Dans la même logique, les signalements pour insultes misogynes ne sont que très modérément prises en compte par le réseau social. La première story affichée sur le profil d’Olympe Rêve est toujours celle d’un compte de « conseil en séduction » qu’elle avait attaquée et qui a lancé un raid de cyber-harcèlement contre elle. « Je l’ai signalée plusieurs fois à Instagram pour harcèlement, et sa story est toujours à la une de son profil », dénonce-t-elle.
Vers un dévoilement de l’algorithme de modération d’Instagram ?
Reste à savoir l’impact que pourra avoir cette saisine sur Instagram et son système de modération. La Défenseure des Droits ne peut pas prendre de sanctions, elle ne dispose que d’un pouvoir de recommandation, mais qui peut se transformer, si l’entreprise ne suit pas ces recommandations, en « pouvoir d’injonction » auprès d’autres autorités civiles afin que des sanctions soient appliquées.

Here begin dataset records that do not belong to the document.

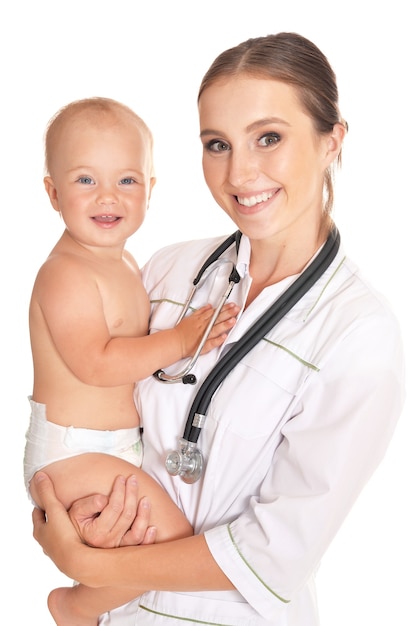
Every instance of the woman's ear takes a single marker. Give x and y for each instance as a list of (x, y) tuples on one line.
[(52, 192), (335, 141)]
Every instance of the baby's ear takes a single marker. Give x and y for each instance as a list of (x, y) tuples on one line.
[(52, 192)]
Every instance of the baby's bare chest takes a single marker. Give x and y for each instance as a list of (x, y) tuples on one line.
[(125, 303)]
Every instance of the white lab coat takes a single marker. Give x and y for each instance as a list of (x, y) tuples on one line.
[(291, 437)]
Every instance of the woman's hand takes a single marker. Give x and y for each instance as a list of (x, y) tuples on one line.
[(119, 520)]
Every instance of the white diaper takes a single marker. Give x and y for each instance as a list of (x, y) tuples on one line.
[(47, 442)]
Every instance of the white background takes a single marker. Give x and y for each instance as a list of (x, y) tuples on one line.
[(152, 55)]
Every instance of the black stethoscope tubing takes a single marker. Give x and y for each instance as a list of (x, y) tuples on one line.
[(258, 330)]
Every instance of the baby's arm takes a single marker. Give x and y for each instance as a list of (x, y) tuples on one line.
[(69, 303)]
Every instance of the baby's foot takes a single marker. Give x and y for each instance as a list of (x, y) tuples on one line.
[(61, 609)]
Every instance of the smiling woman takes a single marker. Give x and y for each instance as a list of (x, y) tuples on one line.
[(303, 420)]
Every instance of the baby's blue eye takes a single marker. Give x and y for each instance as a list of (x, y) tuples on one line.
[(217, 145), (86, 180)]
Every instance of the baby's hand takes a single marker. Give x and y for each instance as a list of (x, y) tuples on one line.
[(192, 328)]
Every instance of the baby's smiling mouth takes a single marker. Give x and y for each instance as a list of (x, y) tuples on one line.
[(106, 218)]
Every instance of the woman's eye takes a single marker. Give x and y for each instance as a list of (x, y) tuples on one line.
[(217, 145), (270, 139), (85, 180)]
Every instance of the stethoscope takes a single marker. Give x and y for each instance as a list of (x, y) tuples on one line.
[(187, 462)]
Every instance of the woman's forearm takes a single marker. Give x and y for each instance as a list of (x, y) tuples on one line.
[(181, 565)]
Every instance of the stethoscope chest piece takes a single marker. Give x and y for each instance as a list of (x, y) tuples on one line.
[(186, 462)]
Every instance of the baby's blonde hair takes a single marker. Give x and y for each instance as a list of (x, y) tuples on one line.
[(92, 109)]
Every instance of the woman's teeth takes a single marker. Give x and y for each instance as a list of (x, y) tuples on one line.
[(262, 197)]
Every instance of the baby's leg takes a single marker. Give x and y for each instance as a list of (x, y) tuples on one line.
[(81, 606), (92, 473)]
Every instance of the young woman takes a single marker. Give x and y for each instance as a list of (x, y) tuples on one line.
[(300, 423)]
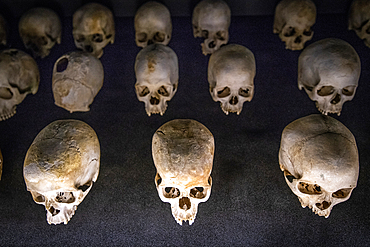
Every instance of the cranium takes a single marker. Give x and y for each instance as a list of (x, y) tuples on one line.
[(293, 22), (231, 71), (19, 76), (329, 70), (157, 76), (60, 167), (152, 24), (40, 29), (183, 155), (93, 28), (77, 79), (211, 21), (319, 157)]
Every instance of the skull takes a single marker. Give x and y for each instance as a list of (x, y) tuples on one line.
[(77, 79), (152, 24), (231, 71), (157, 76), (319, 158), (40, 29), (183, 152), (329, 70), (93, 28), (211, 21), (358, 20), (293, 22), (19, 76), (60, 167)]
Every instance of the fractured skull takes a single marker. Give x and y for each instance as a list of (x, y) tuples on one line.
[(61, 166), (183, 152)]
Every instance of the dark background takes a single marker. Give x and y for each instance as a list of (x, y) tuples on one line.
[(250, 204)]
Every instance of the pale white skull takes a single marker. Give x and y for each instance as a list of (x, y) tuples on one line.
[(93, 28), (329, 70), (231, 71), (77, 79), (19, 76), (153, 24), (319, 157), (211, 21), (40, 28), (293, 22), (157, 76), (183, 152), (60, 167)]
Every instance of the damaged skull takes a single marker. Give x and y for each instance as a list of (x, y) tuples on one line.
[(93, 28), (157, 76), (329, 71), (40, 29), (19, 76), (211, 21), (77, 79), (293, 22), (183, 152), (231, 71), (60, 167), (319, 158)]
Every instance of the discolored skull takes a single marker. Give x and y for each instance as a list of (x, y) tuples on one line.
[(40, 29), (319, 158), (293, 22), (157, 76), (153, 24), (77, 79), (329, 70), (183, 152), (60, 167), (211, 21), (19, 76), (231, 71), (93, 28)]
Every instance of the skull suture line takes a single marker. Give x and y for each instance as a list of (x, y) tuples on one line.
[(329, 70), (40, 29), (153, 24), (319, 158), (293, 22), (183, 152), (231, 71), (157, 76), (60, 167), (211, 21)]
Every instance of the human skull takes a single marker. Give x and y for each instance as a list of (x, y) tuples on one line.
[(60, 167), (183, 152), (40, 28), (211, 21), (293, 22), (93, 28), (329, 70), (157, 76), (153, 24), (319, 158), (231, 71), (19, 76), (77, 79)]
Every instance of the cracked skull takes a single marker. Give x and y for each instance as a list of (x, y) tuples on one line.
[(60, 167), (183, 152), (319, 158), (40, 29), (293, 22), (157, 76), (211, 21), (231, 71), (329, 70)]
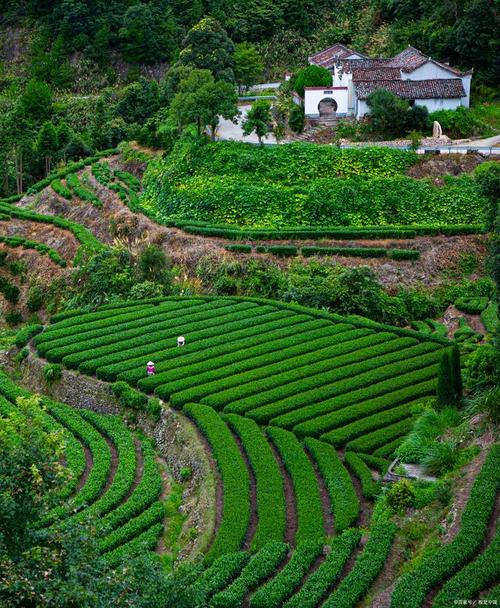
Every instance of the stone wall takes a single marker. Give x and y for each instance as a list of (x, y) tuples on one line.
[(177, 439)]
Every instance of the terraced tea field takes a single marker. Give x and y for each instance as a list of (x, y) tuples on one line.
[(301, 411), (115, 477)]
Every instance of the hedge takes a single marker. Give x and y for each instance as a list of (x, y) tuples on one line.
[(489, 317), (72, 167), (147, 541), (235, 480), (18, 241), (413, 587), (293, 351), (338, 355), (239, 248), (404, 254), (147, 491), (305, 485), (58, 342), (222, 572), (274, 593), (378, 386), (329, 572), (473, 306), (261, 565), (117, 432), (360, 432), (370, 350), (382, 436), (61, 189), (473, 578), (270, 494), (367, 567), (84, 236), (230, 368), (252, 329), (10, 291), (25, 334), (360, 470), (343, 497), (387, 450), (317, 233), (101, 458), (363, 252)]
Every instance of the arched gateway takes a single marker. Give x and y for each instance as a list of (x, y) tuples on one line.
[(327, 107)]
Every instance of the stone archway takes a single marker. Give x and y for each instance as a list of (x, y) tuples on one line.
[(327, 107)]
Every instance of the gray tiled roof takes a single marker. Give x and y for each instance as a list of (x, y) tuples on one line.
[(443, 88)]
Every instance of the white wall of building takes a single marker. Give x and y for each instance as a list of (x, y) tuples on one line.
[(312, 97), (439, 104), (431, 71)]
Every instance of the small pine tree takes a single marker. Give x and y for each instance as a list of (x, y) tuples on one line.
[(445, 385), (456, 373)]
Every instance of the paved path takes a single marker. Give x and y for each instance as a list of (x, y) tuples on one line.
[(230, 131)]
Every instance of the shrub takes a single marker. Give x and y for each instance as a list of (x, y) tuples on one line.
[(61, 189), (441, 457), (129, 397), (35, 298), (296, 118), (404, 254), (52, 373), (445, 385), (13, 317), (239, 248), (401, 496)]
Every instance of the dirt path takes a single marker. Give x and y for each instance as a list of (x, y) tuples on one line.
[(325, 498), (114, 466), (252, 524), (290, 502), (89, 463), (439, 254), (160, 547), (139, 468)]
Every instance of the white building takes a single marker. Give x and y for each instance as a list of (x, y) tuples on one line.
[(410, 75)]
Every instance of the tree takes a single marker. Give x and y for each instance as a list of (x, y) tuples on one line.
[(208, 47), (388, 113), (248, 65), (446, 384), (312, 76), (46, 144), (258, 119), (201, 100), (153, 265), (36, 101), (296, 118), (138, 101), (148, 34)]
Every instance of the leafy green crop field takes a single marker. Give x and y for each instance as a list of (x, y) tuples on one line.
[(125, 501), (302, 411), (303, 185)]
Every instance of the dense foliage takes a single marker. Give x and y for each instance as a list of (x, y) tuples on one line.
[(299, 184)]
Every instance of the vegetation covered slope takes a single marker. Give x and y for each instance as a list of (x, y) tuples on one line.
[(303, 185)]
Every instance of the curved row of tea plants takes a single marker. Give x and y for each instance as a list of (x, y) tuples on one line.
[(125, 503)]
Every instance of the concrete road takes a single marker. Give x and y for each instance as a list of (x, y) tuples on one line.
[(228, 130)]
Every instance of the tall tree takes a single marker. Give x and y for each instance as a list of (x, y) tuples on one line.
[(258, 119), (46, 144), (201, 100), (248, 65), (208, 47), (148, 34)]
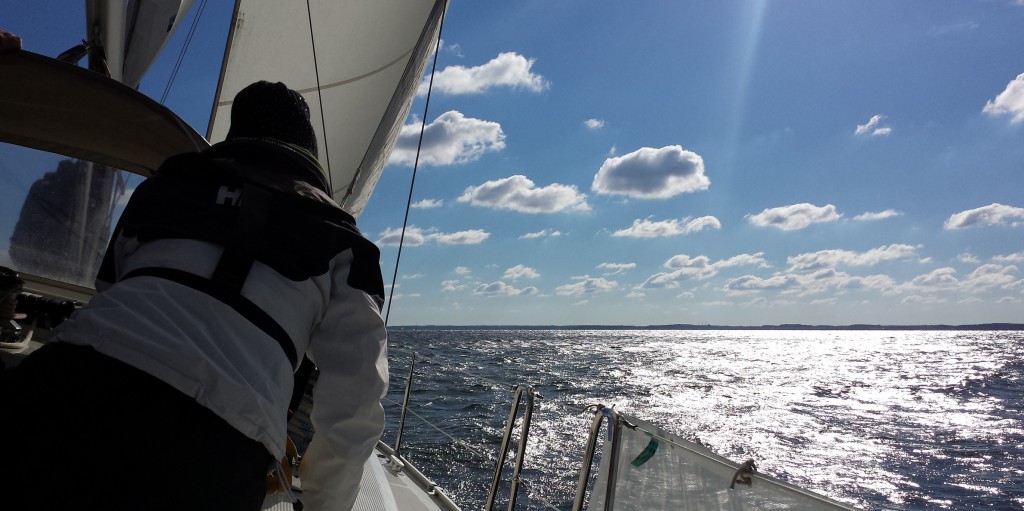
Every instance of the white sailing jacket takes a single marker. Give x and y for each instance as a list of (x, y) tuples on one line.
[(226, 326)]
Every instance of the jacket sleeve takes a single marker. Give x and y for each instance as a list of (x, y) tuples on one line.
[(349, 347)]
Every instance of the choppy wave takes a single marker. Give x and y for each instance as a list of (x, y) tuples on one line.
[(908, 420)]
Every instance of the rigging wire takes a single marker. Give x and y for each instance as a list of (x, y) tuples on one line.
[(416, 165), (184, 48), (457, 441), (320, 99)]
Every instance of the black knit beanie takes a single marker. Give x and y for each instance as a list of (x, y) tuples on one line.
[(266, 110)]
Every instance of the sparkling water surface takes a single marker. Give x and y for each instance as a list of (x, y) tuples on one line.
[(906, 420)]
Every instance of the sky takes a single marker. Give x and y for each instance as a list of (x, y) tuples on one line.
[(723, 163)]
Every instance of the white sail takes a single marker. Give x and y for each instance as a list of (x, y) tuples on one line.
[(132, 34), (356, 62)]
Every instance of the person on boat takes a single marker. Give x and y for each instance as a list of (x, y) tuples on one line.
[(170, 388), (9, 41)]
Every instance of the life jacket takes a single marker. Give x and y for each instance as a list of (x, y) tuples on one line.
[(255, 200)]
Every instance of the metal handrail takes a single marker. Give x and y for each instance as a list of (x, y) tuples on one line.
[(521, 452), (404, 406), (588, 457)]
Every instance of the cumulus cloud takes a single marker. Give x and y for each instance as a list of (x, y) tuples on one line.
[(541, 233), (501, 289), (836, 257), (519, 194), (1010, 101), (391, 237), (651, 173), (586, 285), (471, 237), (648, 228), (416, 237), (428, 204), (794, 217), (1015, 257), (699, 267), (968, 258), (452, 138), (937, 280), (809, 284), (506, 70), (615, 267), (452, 286), (988, 277), (873, 127), (881, 215), (520, 271), (993, 214)]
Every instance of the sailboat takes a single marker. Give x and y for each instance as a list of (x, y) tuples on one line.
[(358, 65)]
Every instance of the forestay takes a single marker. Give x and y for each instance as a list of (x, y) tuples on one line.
[(360, 60)]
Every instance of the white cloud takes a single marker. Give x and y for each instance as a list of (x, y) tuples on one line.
[(1010, 101), (507, 70), (586, 285), (809, 284), (452, 286), (648, 228), (520, 271), (988, 277), (519, 194), (452, 138), (873, 127), (471, 237), (616, 267), (836, 257), (794, 217), (541, 233), (416, 237), (937, 280), (993, 214), (969, 258), (501, 289), (651, 173), (428, 204), (391, 237), (1015, 257), (880, 215), (699, 267)]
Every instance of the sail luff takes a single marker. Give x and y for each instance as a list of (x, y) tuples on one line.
[(223, 69)]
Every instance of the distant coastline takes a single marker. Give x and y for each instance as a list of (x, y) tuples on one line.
[(979, 327)]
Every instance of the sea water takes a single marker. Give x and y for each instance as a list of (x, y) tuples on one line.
[(907, 420)]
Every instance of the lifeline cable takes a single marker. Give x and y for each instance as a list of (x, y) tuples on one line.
[(320, 99), (416, 164)]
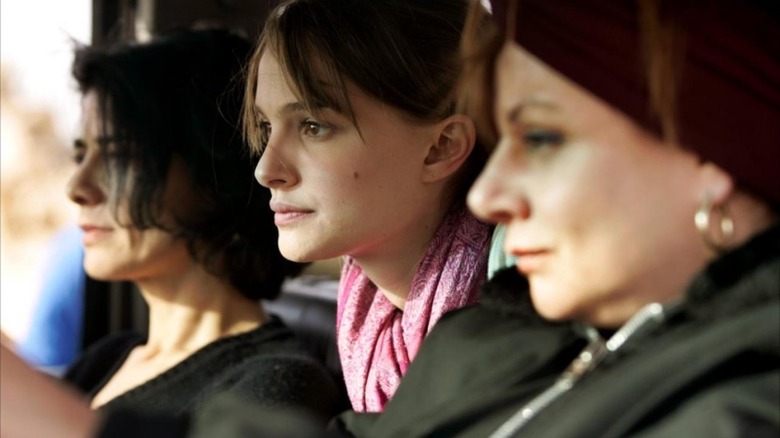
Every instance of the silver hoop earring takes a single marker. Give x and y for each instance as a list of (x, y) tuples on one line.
[(720, 241)]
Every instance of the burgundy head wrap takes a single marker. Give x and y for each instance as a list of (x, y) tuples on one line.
[(728, 100)]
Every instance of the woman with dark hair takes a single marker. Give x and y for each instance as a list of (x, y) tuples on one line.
[(167, 201), (636, 173), (645, 297), (351, 106)]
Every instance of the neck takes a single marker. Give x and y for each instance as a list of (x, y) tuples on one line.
[(193, 309), (393, 268)]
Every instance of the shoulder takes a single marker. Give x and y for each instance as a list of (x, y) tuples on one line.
[(276, 371), (101, 359)]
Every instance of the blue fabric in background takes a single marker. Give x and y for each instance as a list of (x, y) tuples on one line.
[(53, 340)]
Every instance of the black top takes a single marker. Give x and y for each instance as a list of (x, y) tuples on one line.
[(265, 366), (710, 367)]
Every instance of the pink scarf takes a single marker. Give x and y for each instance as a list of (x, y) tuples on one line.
[(376, 340)]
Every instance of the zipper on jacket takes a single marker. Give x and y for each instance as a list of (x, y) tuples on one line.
[(590, 357)]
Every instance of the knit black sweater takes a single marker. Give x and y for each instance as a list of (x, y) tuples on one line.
[(264, 366)]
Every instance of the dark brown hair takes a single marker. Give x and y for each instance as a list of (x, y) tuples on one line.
[(404, 53), (178, 98)]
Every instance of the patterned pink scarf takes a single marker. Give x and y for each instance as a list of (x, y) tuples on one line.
[(376, 340)]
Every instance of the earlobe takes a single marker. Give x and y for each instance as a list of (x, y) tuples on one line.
[(716, 184), (456, 136)]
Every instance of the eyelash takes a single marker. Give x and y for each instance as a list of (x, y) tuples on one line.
[(537, 138), (305, 126)]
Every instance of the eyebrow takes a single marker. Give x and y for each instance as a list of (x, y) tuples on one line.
[(80, 143), (516, 110), (294, 107)]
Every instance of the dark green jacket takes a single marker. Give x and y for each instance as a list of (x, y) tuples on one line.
[(710, 366)]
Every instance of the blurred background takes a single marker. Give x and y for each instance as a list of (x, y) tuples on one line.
[(39, 110)]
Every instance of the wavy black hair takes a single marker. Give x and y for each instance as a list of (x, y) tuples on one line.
[(180, 96)]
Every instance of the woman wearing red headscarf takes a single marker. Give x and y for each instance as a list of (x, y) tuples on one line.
[(637, 177)]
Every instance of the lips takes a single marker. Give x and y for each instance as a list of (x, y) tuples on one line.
[(287, 214), (529, 261), (93, 233)]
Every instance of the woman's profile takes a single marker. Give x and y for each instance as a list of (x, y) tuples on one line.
[(166, 200)]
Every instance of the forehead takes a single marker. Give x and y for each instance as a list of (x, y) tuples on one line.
[(271, 84), (521, 79)]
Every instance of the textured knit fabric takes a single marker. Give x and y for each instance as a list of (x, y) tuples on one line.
[(710, 369), (265, 365), (376, 340)]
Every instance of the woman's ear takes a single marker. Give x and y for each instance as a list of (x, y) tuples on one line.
[(717, 186), (455, 139)]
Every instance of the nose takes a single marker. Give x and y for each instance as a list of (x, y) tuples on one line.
[(84, 186), (498, 195), (274, 169)]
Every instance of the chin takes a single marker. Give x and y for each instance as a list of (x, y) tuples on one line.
[(550, 304)]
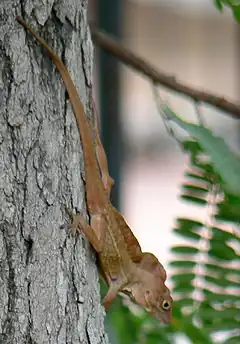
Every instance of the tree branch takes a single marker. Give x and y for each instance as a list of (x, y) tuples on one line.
[(116, 49)]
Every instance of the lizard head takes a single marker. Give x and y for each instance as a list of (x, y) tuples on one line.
[(155, 297), (150, 291)]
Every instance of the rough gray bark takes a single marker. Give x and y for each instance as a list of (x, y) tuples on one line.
[(49, 291)]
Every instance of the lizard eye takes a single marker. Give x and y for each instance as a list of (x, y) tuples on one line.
[(165, 305)]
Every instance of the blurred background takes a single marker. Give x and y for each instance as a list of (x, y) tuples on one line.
[(192, 41)]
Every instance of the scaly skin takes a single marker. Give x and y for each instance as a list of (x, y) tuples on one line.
[(125, 267)]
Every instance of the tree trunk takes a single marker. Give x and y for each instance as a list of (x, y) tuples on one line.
[(49, 291)]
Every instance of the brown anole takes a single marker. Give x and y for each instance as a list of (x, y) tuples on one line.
[(125, 268)]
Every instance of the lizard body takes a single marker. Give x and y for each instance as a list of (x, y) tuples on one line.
[(125, 267)]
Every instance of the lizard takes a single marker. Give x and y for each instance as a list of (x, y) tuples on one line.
[(125, 270)]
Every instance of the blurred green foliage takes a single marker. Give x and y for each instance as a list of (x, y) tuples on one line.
[(233, 4), (205, 269)]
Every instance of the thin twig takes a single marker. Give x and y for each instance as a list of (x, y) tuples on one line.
[(116, 49)]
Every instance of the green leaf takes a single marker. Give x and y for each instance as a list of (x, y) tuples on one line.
[(221, 251), (236, 13), (218, 5), (233, 340), (182, 264), (226, 163), (184, 249), (192, 199), (197, 177), (221, 270)]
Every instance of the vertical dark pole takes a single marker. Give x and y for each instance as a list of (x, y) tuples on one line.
[(110, 19)]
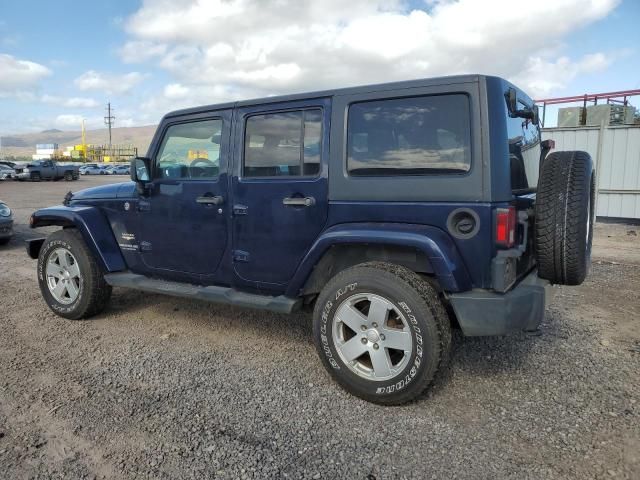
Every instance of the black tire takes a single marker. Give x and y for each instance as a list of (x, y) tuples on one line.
[(564, 217), (426, 321), (94, 292)]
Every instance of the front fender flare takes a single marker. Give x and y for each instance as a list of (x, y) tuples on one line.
[(446, 262), (93, 226)]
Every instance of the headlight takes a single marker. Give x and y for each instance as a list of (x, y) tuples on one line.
[(4, 210)]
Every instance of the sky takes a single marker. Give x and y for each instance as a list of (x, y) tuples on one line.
[(62, 61)]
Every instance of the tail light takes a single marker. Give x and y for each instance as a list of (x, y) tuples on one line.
[(506, 227)]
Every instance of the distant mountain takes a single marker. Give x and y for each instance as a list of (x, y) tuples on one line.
[(24, 145)]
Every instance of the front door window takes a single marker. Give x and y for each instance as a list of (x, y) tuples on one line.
[(190, 151)]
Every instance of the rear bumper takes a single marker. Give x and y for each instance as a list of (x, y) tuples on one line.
[(483, 312)]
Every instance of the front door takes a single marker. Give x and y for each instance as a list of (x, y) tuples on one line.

Autre point-clé : la Défenseure des Droits dispose d’un large pouvoir d’investigation : selon la Constitution, « les personnes mises en cause ne peuvent pas refuser de communiquer une information au Défenseur des droits ». Cette saisine pourrait ainsi contraindre Instagram a révéler, au moins en partie, comment fonctionne son algorithme de modération.
Pour une modération plus juste
Enfin, les avis de la Défenseure des Droits sont pris très au sérieux par les autorités publiques. Et, à ce jour, l’autorité n’a rendu aucun avis sur Instagram. Cette première pourrait avoir un impact important sur la modération du réseau social.
« Historiquement, ils prennent des décisions progressistes, un avis dans notre sens permettrait de faire émerger de nouvelles pistes de réflexion », espère ainsi Léane, créatice du compte Mécréantes.